However, despite the resounding call for help, the end product is likely to underwhelm, according to a note from investment firm Compass Point Research & Trading.
Indeed, everyone HousingWire spoke to about TRID so far, albeit a hand full of experts, all seem to agree the new rules create more problems than it solves. So, this begs the question: Do you think CFPB TRID changes will heal mortgage market pain? Yes or no, please leave your comments in the message boards below.
First, some more background: The CFPB shocked the industry back in April when it announced it would take another look at the Know Before You Owe rule (aka TILA RESPA Integrated Disclosure). A letter from the CFPB to eight industry trade groups at the time acknowledged their concerns over compliance with the coming mortgage disclosure forms. That same letter also informed the mortgage finance industry that the bureau began drafting a Notice of Proposed Rulemaking on the Know Before You Owe rule.
This opened the potential changes to a comment period, to which the mortgage finance industry responded in kind.
CFPB Director Richard Cordray stated in the letter:
We have begun drafting a Notice of Proposed Rulemaking on the Know Before You Owe rule. We hope to issue the NPRM in late July and look forward to your comments on it then. The Office of Financial Institutions, along with our Regulations and Markets team, will arrange one or two meetings in late May or early June, but before the NPRM is issued, to discuss further with you the Know Before You Owe rule. In the meantime, we look forward to continuing to receive your detailed feedback on the implementation of the Know Before you Owe rule.
In response, the aforementioned Compass Point note to clients cautioned, “We expect this effort to address particular concerns such as procedures for numerical error correction but we urge caution as the forthcoming fix is unlikely to alleviate the totality of industry concerns and it will not be finalized until 2017.”

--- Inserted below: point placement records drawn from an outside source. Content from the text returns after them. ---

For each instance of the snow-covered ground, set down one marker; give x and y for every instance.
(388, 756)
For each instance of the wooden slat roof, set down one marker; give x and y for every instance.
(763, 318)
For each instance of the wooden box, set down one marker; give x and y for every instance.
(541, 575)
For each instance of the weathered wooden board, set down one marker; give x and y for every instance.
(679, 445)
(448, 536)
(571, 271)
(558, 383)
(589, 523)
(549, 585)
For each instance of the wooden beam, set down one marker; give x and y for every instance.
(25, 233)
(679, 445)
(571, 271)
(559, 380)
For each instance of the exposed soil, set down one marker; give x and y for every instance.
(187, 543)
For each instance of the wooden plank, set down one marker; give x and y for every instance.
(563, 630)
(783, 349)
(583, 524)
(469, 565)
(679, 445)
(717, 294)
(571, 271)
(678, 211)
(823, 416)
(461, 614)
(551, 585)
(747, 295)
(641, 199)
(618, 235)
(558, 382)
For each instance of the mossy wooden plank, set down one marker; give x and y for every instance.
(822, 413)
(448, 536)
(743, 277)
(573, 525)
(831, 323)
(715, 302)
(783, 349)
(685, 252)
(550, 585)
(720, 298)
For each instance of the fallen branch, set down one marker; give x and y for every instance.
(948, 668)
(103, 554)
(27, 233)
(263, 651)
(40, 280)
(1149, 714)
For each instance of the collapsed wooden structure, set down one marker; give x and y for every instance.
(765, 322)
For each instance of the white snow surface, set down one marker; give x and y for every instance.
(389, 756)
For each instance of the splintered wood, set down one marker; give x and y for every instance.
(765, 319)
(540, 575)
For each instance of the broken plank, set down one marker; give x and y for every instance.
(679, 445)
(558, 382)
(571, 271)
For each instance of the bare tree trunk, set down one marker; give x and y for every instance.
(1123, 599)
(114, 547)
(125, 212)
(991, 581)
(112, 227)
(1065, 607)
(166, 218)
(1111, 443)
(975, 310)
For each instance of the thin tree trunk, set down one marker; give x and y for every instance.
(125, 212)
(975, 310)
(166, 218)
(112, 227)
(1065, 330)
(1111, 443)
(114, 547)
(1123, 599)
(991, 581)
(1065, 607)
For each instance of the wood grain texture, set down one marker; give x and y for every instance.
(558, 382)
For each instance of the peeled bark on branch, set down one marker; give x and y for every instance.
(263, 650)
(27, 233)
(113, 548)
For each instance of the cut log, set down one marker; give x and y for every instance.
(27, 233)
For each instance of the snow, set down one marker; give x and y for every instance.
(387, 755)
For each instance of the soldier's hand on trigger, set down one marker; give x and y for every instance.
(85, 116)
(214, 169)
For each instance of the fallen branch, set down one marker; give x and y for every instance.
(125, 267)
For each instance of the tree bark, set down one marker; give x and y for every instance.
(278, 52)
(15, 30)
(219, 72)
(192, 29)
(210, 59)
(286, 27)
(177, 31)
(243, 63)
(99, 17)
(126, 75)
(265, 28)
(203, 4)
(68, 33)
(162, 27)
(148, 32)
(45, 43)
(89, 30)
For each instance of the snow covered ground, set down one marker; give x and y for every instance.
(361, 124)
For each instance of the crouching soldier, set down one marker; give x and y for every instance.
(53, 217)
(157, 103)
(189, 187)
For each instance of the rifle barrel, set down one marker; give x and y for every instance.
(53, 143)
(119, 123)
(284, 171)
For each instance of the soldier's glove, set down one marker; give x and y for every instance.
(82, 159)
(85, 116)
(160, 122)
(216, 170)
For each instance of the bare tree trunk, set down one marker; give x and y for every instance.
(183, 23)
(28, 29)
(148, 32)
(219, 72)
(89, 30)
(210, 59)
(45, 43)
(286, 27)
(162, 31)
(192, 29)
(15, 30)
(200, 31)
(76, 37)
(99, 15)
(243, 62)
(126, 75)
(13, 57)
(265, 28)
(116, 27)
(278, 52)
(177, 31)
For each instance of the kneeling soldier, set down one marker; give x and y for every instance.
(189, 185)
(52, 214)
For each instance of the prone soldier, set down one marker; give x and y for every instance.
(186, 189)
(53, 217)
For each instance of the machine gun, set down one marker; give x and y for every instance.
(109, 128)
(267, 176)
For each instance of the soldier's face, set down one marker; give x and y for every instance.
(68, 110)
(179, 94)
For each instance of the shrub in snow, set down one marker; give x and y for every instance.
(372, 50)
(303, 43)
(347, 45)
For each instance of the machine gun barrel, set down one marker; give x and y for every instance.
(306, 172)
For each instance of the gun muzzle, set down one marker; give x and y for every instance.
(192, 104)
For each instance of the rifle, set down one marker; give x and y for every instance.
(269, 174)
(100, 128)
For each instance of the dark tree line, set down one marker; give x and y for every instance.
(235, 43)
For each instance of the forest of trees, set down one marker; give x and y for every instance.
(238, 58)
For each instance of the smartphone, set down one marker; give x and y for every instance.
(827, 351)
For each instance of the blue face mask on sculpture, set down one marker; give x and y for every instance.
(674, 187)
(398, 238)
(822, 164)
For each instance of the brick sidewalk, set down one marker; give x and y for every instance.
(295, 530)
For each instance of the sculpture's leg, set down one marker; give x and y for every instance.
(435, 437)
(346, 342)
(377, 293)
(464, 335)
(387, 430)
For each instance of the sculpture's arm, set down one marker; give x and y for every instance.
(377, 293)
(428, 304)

Next year will seem far for certain mortgage investors, given that the secondary market that seems to be experiencing the biggest pain points from TRID now.
Chris Katopis, executive director at the Association of Mortgage Investors, recently told HousingWire, "The lack of clarity from CFPB has led to originators being unable to sell what would otherwise be considered good loans in the secondary market. This has led to at least one large originator being forced to close its doors. Others will follow."
Pete Mills, senior vice president of residential policy and member engagement with the Mortgage Bankers Association, also agreed with Katopis in the above linked article, and added: "The time-to-close argument has never really been an issue. The industry threw a lot of resources at that," said Mills. "The real issue has been the diversity of opinion around certain aspects of TRID that has created some impediments on the flow from the originator into the secondary market."
One plan that aimed to help lenders in the meantime is stuck in limbo after series of attempts to get it passed.
The Homebuyers Assistance Act, H.R. 3192, which was sponsored by Rep. French Hill, R-Ark., provides a four-month grace period for businesses that are working in good faith to comply with TRID.